MS in Mechanical Engineering


Mechanical Engineering


College of Engineering


Eltahry Elghandour

Advisor Department

Mechanical Engineering

Advisor College

College of Engineering


Composite materials are extensively used as an advanced engineering material, particularly in aerospace, automotive, and buildings industries due to its superior properties such as high strength to weight ratios and resistance to corrosion. As composite materials are rapidly replacing traditional materials in aircraft manufacturing, improved methods of identifying damage and critical failure is in development. One of the most commonly used procedures utilizes a health monitoring system that relies on transducers to monitor transmitted waves generated by ultrasonics. By replacing this method with a nanotechnology-based one, it is possible to efficiently detect damage without the time-extensive process of scanning the structure. This research investigated the development of a nanomaterial-based sensor for health monitoring of composite structures. To develop the sensor, carbon nanotube/epoxy mixture (2%wt CNT) was coated on a strand of E-glass fibre to be adhered onto a fiberglass composite specimen. The selection of E-glass fibre and fibreglass plate was largely due to its electrical insulating properties to demonstrate that the carbon nanotube is driving the sensing capabilities through its highly conductive nature.

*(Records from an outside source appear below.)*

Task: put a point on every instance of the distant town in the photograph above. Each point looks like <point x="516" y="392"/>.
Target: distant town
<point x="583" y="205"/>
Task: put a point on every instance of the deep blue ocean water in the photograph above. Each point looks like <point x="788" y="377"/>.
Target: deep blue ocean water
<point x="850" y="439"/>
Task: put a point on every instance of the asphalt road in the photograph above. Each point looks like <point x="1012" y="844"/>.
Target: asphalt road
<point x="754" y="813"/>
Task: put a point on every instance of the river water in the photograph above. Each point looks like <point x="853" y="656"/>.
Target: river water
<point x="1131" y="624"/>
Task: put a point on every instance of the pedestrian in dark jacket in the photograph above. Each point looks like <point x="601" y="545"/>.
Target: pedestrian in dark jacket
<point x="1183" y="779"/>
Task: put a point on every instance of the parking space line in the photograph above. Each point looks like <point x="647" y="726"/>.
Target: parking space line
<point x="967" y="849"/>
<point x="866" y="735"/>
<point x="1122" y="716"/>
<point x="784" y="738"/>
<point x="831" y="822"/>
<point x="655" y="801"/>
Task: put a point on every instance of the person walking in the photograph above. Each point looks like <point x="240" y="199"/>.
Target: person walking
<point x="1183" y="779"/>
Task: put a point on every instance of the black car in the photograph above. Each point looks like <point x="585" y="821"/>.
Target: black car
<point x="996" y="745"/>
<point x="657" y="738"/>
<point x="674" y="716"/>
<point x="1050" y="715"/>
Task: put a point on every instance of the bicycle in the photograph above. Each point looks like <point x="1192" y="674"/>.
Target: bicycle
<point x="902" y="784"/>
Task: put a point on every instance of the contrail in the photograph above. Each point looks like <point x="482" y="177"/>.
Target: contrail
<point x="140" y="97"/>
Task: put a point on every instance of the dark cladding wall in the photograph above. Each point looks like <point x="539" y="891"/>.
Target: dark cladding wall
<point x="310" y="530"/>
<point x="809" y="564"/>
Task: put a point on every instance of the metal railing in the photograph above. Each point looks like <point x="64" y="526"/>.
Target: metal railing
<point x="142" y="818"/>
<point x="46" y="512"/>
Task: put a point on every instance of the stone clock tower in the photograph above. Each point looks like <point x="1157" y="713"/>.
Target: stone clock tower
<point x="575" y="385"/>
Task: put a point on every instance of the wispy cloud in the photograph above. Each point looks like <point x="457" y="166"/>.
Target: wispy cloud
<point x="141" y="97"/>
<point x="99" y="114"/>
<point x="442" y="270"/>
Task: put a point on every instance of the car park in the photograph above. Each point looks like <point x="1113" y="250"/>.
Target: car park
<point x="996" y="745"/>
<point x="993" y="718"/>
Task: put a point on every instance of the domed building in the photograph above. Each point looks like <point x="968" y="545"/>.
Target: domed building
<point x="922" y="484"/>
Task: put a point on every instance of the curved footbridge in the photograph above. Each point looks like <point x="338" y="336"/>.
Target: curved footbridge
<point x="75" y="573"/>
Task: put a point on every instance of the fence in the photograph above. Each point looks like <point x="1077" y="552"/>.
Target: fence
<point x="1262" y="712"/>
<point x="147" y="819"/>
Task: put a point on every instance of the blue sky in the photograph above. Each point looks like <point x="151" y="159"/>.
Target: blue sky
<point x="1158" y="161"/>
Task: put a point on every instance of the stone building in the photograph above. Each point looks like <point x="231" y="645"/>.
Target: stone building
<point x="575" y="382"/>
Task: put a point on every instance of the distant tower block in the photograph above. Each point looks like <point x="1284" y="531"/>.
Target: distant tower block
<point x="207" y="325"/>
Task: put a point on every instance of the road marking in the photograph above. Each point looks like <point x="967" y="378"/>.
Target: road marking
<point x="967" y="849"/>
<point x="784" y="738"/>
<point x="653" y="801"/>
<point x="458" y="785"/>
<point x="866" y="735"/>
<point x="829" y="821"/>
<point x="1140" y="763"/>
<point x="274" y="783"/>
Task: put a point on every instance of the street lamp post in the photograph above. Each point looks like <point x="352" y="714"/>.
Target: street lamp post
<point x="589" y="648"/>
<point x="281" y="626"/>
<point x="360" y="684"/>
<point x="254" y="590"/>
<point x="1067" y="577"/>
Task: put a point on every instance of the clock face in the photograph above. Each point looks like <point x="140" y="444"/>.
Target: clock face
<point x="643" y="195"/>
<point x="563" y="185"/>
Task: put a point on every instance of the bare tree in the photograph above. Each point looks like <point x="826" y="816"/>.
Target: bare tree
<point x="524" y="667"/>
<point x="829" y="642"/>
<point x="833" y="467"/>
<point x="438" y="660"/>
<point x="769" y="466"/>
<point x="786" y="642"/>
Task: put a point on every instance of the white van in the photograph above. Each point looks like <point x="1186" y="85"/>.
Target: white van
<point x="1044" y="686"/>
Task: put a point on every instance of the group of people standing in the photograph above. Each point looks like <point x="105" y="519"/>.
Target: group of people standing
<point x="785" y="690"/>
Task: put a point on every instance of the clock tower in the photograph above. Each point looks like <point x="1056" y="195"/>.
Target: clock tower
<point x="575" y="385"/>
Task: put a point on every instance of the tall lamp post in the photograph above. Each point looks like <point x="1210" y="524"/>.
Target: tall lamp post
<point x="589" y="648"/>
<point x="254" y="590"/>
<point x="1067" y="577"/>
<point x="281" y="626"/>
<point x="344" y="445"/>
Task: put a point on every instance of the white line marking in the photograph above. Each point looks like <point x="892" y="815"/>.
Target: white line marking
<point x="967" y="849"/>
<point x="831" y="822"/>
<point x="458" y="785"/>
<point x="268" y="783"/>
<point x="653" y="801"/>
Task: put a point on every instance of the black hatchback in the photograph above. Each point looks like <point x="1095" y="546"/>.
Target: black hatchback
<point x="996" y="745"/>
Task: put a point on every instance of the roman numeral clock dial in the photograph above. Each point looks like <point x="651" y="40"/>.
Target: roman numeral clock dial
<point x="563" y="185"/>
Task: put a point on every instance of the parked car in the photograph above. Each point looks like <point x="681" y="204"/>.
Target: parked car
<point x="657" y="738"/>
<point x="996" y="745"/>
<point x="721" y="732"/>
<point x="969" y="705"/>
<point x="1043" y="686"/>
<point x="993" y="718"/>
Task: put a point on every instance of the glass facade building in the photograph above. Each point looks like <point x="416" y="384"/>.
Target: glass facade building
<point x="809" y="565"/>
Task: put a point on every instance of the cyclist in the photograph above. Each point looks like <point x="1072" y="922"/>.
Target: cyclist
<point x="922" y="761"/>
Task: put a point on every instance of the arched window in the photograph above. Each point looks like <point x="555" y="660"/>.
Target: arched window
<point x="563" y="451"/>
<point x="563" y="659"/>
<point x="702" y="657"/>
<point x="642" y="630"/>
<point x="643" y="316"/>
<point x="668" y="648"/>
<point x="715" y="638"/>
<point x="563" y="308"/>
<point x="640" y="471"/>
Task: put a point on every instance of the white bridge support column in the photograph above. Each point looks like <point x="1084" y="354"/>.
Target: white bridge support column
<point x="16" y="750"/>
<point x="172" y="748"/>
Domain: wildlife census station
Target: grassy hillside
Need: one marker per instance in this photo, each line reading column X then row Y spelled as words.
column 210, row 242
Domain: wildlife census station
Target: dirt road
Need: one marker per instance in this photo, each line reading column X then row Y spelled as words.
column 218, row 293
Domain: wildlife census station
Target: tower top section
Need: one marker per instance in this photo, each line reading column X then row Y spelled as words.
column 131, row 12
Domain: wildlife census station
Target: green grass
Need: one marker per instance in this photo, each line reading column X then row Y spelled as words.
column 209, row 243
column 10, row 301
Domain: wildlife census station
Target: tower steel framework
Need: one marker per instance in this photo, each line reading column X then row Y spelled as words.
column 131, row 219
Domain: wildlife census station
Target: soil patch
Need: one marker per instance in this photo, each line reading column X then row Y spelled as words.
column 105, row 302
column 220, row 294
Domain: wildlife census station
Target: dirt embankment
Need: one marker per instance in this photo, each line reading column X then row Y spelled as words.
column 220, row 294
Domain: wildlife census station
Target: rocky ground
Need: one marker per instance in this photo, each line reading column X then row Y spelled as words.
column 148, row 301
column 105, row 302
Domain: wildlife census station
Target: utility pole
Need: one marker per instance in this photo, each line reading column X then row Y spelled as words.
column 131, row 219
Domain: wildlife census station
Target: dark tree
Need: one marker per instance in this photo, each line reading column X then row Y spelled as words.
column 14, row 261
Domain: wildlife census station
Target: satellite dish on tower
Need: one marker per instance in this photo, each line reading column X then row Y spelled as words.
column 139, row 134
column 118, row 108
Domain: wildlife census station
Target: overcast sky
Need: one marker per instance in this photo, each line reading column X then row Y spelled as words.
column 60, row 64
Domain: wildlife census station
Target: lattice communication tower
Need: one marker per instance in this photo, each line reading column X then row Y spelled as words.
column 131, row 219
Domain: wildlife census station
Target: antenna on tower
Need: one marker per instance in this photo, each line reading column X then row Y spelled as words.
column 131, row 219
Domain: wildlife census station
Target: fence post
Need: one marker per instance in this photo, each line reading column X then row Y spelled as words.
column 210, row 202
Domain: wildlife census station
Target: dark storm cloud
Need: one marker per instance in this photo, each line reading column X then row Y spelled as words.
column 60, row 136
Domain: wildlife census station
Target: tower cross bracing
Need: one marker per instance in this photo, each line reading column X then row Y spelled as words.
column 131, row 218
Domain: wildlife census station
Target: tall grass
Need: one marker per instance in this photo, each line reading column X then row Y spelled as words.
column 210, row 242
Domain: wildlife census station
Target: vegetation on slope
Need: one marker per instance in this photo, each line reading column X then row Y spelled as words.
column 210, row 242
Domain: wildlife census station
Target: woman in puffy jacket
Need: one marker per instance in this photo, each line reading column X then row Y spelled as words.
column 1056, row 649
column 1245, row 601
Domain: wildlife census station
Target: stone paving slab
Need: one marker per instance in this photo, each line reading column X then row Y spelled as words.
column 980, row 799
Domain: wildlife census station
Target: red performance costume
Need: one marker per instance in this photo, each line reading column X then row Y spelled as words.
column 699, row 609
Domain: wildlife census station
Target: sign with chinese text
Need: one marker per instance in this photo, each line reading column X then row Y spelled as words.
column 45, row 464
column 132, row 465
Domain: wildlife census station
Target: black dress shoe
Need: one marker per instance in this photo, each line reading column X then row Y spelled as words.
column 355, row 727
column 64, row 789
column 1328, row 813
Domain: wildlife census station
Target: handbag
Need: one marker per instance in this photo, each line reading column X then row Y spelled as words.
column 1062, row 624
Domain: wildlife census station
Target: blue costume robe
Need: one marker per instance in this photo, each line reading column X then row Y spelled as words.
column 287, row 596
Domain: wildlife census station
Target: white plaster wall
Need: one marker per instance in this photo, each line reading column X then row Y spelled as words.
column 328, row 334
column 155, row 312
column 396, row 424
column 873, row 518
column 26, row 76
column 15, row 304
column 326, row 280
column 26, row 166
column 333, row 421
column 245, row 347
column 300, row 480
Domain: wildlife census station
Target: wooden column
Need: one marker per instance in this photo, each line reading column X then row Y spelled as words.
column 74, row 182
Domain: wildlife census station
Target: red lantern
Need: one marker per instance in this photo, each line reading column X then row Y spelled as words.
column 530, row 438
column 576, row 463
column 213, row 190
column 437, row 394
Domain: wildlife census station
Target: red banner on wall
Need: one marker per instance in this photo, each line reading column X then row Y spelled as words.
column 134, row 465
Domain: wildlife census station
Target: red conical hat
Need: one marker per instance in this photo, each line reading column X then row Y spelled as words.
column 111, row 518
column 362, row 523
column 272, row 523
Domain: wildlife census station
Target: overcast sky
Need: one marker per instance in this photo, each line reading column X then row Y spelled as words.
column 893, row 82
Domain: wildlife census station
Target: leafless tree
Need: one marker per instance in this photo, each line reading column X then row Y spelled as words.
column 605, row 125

In addition, by adhering the coated E-glass fiber to a fibreglass coupon, the homogeneity and material properties were approximately maintained. Tensile testing of the specimen conducted through a Lloyd LD50 tensile testing machine provided data on the actual strain which was correlated with the experimental differential resistances measured by a multimeter, both at the same specified tensile loading conditions. With two sets of data, the experimental resistance data was calibrated with the actual strain data collected. Ultimately, the experimental sensors created a sample of gauge factors which represents 91.24% probability of replicating the observed range of gauge factors by using the same manufacturing procedures, providing a valid alternative and consistent method to detecting composite damage.